McClain: Yes. This point was highlighted in a white paper, “Steampunk Settlement,” which Greenwich Associates and DTCC published in June 2019. The paper explains that real-time settlement doesn’t allow traders to pledge shares they have yet to transact as collateral. Instead, trades would have to be prefunded and on an unsecured basis, which could diminish market liquidity. In other words, sellers must have the shares on hand and buyers must have cash on hand. If either party doesn’t, the trade can’t be completed. It also assumes that no clients would be buying securities on margin, or credit, from the brokerage.
Q: What would be the impact of real-time settlement on predictive financing?
McClain: The challenge is that clients likely would not know their financing needs for a given day until the markets have closed, which could make securing end-of-day funds or determining intraday investment amounts difficult and very costly.
Q: Is the industry able to perform real-time reconciliation and create real-time stock records to comply with regulations?
McClain: Yes, the industry has the technology to move to these straight-through processing features. As I noted earlier, real-time settlement is technically possible but eliminates important netting and financing opportunities in the market.
Q: Do you think real-time settlement will ever be a viable option and eliminate the need for a central counterparty?
McClain: It's possible that some type of service could exist to match end buyers and end sellers, but the same problem exists: How do you trust that the buyers have the cash and the sellers have the securities? Remember, the transaction is complete at the click of a button, and you’d need to have a lot of faith in that new system. This still doesn’t resolve all the inefficiencies and added risk that would be created using a real-time settlement model.

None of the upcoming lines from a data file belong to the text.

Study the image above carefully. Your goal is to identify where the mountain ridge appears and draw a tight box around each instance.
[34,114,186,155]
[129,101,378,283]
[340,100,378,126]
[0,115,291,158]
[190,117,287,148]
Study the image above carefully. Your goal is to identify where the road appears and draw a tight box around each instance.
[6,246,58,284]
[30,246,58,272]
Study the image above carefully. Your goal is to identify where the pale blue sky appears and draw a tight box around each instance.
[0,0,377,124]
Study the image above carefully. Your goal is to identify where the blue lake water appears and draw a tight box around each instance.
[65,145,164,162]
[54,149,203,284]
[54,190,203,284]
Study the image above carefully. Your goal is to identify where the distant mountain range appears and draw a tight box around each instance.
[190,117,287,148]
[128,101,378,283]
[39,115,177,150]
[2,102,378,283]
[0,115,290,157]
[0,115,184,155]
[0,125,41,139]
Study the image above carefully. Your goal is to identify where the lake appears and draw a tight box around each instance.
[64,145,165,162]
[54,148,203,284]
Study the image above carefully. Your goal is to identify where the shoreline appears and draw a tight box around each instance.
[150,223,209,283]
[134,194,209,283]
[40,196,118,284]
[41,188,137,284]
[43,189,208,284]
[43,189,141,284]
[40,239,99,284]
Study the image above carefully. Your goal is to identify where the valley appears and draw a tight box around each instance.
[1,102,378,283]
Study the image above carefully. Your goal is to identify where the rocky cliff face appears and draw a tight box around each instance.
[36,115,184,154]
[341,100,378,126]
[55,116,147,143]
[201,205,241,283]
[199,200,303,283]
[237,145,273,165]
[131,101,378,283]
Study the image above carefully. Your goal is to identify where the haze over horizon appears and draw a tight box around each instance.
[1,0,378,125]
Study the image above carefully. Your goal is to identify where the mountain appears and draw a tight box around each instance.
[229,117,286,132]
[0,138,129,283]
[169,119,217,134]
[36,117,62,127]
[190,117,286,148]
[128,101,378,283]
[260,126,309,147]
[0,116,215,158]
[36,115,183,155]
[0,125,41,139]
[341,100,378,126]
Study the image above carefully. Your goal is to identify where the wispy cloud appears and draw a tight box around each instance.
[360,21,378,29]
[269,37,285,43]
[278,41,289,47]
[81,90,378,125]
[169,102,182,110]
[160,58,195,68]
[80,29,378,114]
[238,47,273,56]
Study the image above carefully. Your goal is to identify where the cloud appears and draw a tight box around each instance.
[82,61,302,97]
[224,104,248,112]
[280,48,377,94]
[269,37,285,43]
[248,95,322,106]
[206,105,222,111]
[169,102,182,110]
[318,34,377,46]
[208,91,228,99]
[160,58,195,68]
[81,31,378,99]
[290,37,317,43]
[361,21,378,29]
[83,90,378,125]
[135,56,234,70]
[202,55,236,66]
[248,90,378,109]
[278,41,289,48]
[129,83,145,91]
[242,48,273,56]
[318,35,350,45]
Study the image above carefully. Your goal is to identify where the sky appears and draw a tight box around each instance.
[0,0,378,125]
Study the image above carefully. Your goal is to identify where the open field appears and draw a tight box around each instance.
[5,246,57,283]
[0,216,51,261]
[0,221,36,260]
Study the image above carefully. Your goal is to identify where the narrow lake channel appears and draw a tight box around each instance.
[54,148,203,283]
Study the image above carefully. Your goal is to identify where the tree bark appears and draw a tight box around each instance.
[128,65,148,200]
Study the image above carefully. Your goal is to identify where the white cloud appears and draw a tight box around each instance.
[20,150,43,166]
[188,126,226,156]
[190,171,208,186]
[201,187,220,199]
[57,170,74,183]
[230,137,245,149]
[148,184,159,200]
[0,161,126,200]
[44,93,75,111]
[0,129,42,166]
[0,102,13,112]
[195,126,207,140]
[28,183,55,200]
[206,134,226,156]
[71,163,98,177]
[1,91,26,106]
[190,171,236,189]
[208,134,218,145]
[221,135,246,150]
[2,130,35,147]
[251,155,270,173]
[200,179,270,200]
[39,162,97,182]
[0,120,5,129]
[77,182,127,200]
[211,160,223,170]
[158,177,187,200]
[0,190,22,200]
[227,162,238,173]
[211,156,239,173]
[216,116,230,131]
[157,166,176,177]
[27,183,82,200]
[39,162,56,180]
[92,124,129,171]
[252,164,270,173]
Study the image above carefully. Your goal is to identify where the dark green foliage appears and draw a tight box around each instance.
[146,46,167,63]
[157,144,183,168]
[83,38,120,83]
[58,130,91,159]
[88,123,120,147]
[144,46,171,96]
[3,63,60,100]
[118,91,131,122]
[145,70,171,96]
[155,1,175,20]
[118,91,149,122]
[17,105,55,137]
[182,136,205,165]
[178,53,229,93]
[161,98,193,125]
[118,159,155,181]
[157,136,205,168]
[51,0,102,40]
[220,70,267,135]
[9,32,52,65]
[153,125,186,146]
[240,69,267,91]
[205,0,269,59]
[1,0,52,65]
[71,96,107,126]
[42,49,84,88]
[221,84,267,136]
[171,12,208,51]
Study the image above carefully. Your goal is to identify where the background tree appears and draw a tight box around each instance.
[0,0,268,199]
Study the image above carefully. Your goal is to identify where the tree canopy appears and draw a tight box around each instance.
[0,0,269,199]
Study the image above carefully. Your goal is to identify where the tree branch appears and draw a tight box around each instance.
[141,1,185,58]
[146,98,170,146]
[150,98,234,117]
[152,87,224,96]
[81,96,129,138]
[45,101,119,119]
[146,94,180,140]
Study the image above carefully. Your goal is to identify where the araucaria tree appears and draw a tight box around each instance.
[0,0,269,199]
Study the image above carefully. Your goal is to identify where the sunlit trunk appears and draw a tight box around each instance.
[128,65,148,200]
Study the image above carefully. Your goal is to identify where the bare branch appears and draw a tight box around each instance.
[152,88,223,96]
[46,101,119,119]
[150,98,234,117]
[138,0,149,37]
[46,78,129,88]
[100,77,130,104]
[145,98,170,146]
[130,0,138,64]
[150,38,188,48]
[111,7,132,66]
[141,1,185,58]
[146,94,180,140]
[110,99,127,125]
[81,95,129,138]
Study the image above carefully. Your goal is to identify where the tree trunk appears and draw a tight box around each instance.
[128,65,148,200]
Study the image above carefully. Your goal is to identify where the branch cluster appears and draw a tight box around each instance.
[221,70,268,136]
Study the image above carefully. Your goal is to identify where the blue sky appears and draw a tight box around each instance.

Buyers and sellers would be anonymously matched on exchanges and each party would rely on the credit of an anonymous counterparty. Many participants are not willing to accept this kind of credit risk.
Q: What’s the best option to accelerate settlement beyond the current T+2 schedule?
McClain: We strongly support moving to T+1 or even T+½. The reality is that we already have the capability to clear and settle in T+1 or even the same day using existing technology, and in fact, we clear a number of T+1 trades every day. In our discussions with the industry, many firms appear ready to start revising their processes to accelerate settlement. They realize it’s in their best interest: Shortened settlement times reduce market risk and margin requirements, which would allow firms to use those resources in other ways.